Dijo Néstor Sánchez: “Yo quiero encontrar casi todos los días el libro, la voz de un hombre, que me convoque, que me desubique los esquemas, que me pida cosas, que me obligue a participar, a confundirme, a cumplir un ciclo en su lectura”.

Todos mis padres, de Fernando Yacamán, definitivamente es uno de esos libros.

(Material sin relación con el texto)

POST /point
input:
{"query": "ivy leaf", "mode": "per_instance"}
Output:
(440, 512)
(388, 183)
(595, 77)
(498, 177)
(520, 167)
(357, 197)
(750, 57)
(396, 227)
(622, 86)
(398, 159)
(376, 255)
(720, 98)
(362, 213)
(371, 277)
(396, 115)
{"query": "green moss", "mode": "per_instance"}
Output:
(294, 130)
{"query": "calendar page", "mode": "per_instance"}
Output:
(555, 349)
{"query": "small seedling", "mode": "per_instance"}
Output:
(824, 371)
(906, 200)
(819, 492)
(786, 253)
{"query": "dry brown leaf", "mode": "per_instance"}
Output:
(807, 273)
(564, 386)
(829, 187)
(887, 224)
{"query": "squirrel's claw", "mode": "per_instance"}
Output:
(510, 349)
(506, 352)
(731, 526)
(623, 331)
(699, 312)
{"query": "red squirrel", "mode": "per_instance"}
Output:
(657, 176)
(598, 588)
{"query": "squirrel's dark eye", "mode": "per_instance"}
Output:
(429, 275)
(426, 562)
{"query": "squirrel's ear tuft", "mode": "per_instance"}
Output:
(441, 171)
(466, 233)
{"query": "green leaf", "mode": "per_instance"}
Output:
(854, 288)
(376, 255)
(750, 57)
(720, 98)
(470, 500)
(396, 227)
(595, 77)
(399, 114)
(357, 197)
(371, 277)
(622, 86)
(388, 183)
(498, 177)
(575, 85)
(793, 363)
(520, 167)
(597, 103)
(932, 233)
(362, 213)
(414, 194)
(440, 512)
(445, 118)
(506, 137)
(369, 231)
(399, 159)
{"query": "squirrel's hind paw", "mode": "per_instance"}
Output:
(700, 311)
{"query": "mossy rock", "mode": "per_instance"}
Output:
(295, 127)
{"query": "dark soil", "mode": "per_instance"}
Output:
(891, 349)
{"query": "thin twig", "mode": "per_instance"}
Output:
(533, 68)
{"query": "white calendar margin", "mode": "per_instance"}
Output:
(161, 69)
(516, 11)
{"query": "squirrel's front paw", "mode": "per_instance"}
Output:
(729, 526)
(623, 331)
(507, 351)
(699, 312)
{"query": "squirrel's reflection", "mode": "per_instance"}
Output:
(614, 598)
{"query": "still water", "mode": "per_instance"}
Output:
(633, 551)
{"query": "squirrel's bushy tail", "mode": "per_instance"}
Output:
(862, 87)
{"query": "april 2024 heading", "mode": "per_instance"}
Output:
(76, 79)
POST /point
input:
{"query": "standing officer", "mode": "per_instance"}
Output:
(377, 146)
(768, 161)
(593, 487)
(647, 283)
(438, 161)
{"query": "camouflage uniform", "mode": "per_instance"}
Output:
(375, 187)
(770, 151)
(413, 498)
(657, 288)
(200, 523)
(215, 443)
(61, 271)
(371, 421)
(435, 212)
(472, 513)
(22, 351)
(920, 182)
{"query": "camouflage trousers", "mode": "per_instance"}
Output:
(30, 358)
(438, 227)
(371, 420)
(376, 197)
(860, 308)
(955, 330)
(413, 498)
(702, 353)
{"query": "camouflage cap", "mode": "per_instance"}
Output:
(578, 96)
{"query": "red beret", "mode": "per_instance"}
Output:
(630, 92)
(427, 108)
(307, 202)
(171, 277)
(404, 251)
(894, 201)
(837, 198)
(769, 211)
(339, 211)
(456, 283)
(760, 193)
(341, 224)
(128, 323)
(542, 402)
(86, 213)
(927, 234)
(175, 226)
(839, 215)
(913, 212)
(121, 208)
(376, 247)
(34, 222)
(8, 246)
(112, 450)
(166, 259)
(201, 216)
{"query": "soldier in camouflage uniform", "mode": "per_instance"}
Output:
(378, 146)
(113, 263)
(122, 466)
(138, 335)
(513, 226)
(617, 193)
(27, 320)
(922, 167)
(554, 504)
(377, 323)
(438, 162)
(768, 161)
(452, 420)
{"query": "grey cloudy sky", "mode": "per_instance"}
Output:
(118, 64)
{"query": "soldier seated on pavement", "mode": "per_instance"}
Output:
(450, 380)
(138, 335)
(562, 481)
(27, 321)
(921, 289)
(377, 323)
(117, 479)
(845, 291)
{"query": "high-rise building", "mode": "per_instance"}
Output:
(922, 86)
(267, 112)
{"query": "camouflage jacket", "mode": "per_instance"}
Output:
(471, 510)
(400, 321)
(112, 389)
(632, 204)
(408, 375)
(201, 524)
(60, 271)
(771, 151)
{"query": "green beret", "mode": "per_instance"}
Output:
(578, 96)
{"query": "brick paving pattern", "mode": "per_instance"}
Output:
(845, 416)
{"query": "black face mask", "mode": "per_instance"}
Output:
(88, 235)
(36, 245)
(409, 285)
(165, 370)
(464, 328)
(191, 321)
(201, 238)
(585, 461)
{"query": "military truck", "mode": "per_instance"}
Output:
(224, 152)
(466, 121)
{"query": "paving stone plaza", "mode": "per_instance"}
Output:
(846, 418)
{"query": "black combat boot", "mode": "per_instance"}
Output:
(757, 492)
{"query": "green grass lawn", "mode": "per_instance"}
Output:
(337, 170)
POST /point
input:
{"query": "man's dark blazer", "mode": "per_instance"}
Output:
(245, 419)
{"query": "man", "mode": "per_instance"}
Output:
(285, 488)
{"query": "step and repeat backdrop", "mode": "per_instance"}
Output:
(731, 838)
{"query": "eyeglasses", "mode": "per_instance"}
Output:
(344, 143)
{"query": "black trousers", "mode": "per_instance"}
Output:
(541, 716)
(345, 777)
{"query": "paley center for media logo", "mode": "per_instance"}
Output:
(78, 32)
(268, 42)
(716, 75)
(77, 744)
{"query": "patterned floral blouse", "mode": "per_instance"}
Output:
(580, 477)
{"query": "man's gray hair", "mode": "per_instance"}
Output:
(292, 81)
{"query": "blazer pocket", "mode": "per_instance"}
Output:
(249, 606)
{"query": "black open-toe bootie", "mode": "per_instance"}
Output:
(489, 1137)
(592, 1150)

A principios de este 2019 se reeditó 41 o el muchacho que soñaba en fantasmas, de Paolo Po, considerada la primera novela abiertamente homosexual y que se publicó a principios de los años sesenta; topé con ella de manera casual, casi al mismo tiempo que Yacamán me compartió la suya, que es, en cierta forma, también la primera para Aguascalientes; y así, juntas, las leí.

 

Me llaman la atención las similitudes, pocas aunque importantes, entre ambas novelas, y que, a pesar de estar tan distantes en el tiempo de su escritura, 50 años, no se note esa lejanía. Ambas son fuertes, emotivas, trasgresoras, universales. Me conmovieron sobremanera. No hablaré mucho ahora de la obra de Po, porque no es la ocasión, aunque recomiendo también que la busquen.

 

La diferencia en la novela de Yacamán, una de las que la destacan entre muchas otras, no es solamente el tema, que va sobre la identidad, la familia y el amor, sino que la forma en que está escrita compromete al lector en un viaje de construcción de memorias, que lo obliga a su participación constante para armar la narración, de la misma manera en que todos vivimos nuestra propia historia, con fragmentos de memoria de distintos tiempos que se conjugan en el presente.

 

El amor está entendido indisociablemente del dolor. Nuestro autor narra de una forma muy sencilla, casi aséptica, es decir, no nos hace huir con construcciones o lenguajes rebuscados, porque quiere abrirnos la puerta a un viaje más complejo: No es una  lectura fácil en el sentido de que duelen, no sale uno indemne. ¿Pero, no es así la mejor literatura siempre?

 

No quisiera contar la anécdota de la novela, ya se ha hablado de ella en unas buenas reseñas que se han publicado por Ernesto Reséndiz y Antonio Marquet y él autor la ha contado también en otros sitios. Yo quisiera compartirles algunas de las preguntas que pasaron por mi mente durante y después de la lectura, que es una manera también de compartir lo que nos ha dejado un libro y más cuando es tan intenso como éste:

 

Si es verdad que los astros pueden influir en nuestro destino a partir del nacimiento, ¿qué tanto influye cuando, además, en ese momento, la tierra se abre, en un evento que duplica la violencia natural de cualquier alumbramiento? Qué significa sobrevivir cuando la muerte se encuentra tan cercana al momento más frágil de la vida?

 

¿Será que, de hecho, nacemos varias veces?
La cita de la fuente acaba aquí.